[Book Review] Blueprint for Revolution

Blueprint for Revolution is a manual for peaceful activists by Serbian revolutionary leader Srđa Popović. The first half is about how to take down an oppressive government. The second half is about how to establish a democracy in its place.

Violent revolutions may be good for taking down a government but they have a weak record of establish democracy. Only young men of combat age can go out into the jungle to wage a guerrilla war. But everyone can participate in a nonviolent resistance movement. This is really important because the ultimate objective isn’t to take down the government. It is to establish a functioning democracy.

Picture the day after the revolution. The dictator has fallen. The streets are filled with protesters. What happens next?

The most powerful factions take over.

If you want to replace a dictatorship with democracy then you need to make sure that the second-most powerful faction (after the dictator) is pro-democracy. This kind of grassroots movement takes year to build. It starts small.

Tokens of Solidarity

Oppressive regimes give power to a small minority over the broad majority. Revolution is a coordination problem. If the great majority could easily coordinate then every evil regime would have fallen by now. If you can coordinate the great masses then everything else is trivial.

Coordinating the great masses is easier said than done. Most people do not ask for much. They just want to work a decent job for decent pay under decent living conditions. People require three preconditions to rebel.

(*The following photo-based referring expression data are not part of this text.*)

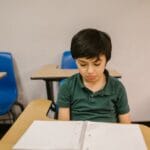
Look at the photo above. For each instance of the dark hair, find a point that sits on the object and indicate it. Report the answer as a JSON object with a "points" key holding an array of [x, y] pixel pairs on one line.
{"points": [[91, 43]]}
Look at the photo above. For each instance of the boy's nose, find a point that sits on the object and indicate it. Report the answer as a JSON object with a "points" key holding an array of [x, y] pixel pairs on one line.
{"points": [[90, 69]]}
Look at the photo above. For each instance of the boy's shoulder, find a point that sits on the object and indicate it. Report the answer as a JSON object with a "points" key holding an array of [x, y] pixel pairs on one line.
{"points": [[115, 83]]}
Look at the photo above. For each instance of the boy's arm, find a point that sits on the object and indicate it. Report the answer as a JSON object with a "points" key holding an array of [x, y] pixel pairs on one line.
{"points": [[64, 114], [125, 118]]}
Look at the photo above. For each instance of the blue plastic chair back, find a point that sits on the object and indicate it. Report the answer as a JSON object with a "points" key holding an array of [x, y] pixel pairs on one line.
{"points": [[8, 87], [67, 61]]}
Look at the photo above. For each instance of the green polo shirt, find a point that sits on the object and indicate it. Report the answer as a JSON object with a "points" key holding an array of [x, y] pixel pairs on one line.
{"points": [[104, 105]]}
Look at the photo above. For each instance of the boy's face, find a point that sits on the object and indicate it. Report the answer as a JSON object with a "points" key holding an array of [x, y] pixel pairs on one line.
{"points": [[91, 69]]}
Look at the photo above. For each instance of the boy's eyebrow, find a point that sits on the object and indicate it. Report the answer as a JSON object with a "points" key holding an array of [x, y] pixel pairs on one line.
{"points": [[84, 61]]}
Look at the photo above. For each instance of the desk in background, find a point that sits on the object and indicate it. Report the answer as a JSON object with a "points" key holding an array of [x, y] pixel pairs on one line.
{"points": [[50, 73], [37, 110], [2, 74]]}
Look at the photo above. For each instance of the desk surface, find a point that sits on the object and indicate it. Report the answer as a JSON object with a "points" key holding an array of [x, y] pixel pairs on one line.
{"points": [[53, 72], [2, 74], [37, 110]]}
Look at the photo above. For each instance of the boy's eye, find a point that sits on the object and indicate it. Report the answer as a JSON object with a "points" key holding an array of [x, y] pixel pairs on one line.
{"points": [[82, 65], [97, 64]]}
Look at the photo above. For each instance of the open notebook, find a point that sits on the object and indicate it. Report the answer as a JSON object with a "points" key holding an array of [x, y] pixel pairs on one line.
{"points": [[80, 135]]}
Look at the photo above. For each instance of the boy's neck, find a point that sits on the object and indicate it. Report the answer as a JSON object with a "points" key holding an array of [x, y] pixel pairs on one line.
{"points": [[97, 85]]}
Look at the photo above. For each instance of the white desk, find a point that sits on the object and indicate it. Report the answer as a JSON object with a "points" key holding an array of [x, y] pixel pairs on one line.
{"points": [[37, 110]]}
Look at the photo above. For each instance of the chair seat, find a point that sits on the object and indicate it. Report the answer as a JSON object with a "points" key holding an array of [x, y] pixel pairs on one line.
{"points": [[6, 101]]}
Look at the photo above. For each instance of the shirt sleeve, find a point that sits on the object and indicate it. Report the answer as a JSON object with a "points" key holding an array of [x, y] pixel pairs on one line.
{"points": [[122, 102], [63, 99]]}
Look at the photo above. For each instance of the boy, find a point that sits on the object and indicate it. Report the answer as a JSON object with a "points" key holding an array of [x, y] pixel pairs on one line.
{"points": [[92, 94]]}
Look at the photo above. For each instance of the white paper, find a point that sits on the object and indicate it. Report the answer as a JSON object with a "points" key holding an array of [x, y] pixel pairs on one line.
{"points": [[108, 136], [81, 135], [51, 135]]}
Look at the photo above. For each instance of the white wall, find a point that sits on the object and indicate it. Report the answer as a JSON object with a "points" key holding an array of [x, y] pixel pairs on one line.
{"points": [[37, 32]]}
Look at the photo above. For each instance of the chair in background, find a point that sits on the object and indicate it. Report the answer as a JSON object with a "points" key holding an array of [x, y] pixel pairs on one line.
{"points": [[8, 89], [67, 61]]}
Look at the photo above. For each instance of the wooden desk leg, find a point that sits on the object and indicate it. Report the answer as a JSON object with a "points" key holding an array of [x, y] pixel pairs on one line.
{"points": [[49, 89], [50, 94]]}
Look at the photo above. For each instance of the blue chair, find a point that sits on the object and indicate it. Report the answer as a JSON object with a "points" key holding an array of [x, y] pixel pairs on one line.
{"points": [[8, 87], [67, 61]]}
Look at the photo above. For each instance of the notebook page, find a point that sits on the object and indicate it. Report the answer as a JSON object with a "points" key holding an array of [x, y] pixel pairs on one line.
{"points": [[109, 136], [51, 135]]}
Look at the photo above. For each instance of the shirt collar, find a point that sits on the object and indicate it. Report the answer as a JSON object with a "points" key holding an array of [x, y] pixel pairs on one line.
{"points": [[107, 90]]}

  1. Living conditions are bad.

  2. The authorities are considered illegitimate.

  3. There is means to resist.

Blueprint for Revolution takes it for granted that living conditions are bad. If living conditions are good then you don’t need a revolution. Legitimacy is fickle. The earliest seeds of a revolution are all about means to resist.

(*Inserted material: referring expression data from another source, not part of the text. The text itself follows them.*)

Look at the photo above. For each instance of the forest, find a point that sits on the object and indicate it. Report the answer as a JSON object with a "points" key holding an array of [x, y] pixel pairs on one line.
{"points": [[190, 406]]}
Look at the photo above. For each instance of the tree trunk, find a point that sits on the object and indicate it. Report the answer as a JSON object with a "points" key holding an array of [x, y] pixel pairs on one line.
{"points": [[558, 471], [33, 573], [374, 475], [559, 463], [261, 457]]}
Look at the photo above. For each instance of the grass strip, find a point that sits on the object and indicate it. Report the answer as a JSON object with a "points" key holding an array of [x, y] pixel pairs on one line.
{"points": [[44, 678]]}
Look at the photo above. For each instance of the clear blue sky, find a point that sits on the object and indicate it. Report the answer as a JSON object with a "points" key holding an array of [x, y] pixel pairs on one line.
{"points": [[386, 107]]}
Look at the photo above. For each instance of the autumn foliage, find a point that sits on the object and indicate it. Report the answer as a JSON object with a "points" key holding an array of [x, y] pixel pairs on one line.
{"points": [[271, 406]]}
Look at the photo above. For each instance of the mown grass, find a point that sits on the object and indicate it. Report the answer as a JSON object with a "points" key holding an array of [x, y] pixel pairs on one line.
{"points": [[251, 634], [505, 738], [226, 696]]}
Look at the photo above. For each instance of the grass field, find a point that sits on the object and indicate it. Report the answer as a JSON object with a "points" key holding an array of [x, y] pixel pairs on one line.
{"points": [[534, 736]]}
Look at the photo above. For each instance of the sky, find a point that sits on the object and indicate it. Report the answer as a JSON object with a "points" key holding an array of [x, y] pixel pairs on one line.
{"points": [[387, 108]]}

Resistance is always possible. If someone holds a gun to your head and orders you to dig a ditch then you can refuse. You’ll be dead. But you will have died free. We want to negotiate a lower price. The best way to get a good price is to negotiate en masse. Authoritarian regimes are premised on keeping their opposition divided.

Well if I were You-Know-Who, I’d want you to feel cut off from everyone else. Because if it’s just you alone you’re not as much of a threat.

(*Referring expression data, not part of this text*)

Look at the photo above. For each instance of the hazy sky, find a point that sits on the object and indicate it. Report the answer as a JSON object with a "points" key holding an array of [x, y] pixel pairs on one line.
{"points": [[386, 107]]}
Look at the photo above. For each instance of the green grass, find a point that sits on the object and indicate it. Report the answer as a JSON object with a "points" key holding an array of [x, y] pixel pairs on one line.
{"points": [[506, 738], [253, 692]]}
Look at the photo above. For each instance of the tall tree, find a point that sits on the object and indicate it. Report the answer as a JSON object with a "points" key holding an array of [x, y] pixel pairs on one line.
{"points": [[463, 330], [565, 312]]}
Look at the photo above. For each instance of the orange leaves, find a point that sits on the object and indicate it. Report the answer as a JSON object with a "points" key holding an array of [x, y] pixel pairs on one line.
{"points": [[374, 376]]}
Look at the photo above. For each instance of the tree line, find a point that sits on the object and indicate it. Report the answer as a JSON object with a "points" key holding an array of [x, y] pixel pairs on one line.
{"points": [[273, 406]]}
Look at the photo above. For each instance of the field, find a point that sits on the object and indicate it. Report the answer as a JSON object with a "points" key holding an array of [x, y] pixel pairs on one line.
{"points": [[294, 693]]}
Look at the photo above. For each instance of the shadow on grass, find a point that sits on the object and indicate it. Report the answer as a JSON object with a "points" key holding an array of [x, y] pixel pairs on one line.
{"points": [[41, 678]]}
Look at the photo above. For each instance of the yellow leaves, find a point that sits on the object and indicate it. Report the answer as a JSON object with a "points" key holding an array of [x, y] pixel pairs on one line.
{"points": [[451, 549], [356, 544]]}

―Luna Lovegood in Harry Potter and the Order of the Phoenix

The early seeds of a revolution are mostly signaling. Our goal is to get people to communicate to each other that they’re not alone. You might wonder “How do I signal that I oppose the regime when the regime shoots dissenters?”

Oppressive regimes don’t just shoot everyone who puts the slightest toe out of line. There are gray areas. No matter where you are, there is always something you could get away with. Revolutionaries have carried oranges around, driven their cars at half speed and taken their televisions for a walk.

Small symbolic acts of resistance put the authorities in a bind. If they crack down on people carrying oranges around then they will lose legitimacy. “Cut off one head, two more shall take its place.” If they do nothing then resistance will seem safe. As small acts of resistances is tacitly condoned you can resist slightly more overtly. Revolutionaries can’t control what the authorities choose to do. But they can create win-win situations for themselves by protesting in a way that makes crackdowns appear unreasonable.

This is why it’s so incredibly important to enforce nonviolence on the side of the revolutionaries. When police tear gas peaceful protesters it is crystal clear to the entire world who the good guys are. Is even a small number of people among the protesters start throwing Molotov cocktails then things get really confusing really fast.


If you have been doing this right then you should have a grassroots organization ready to take over at exactly the same time the tables turn and the regime loses power. The problem is that alliances tend to fragment when their common enemy disappears. You need something bigger to rally behind like “democracy” and it has to be well-established long before the regime topples.

Speak in the positive. What do you want? What is a world that everybody can rally behind even after the big baddie has been deposed?

Blueprint for Revolution is an incredible book. I cannot do it justice here. Go read it. It’s useful not only for activists but also entrepreneurs, marketers and community organizers.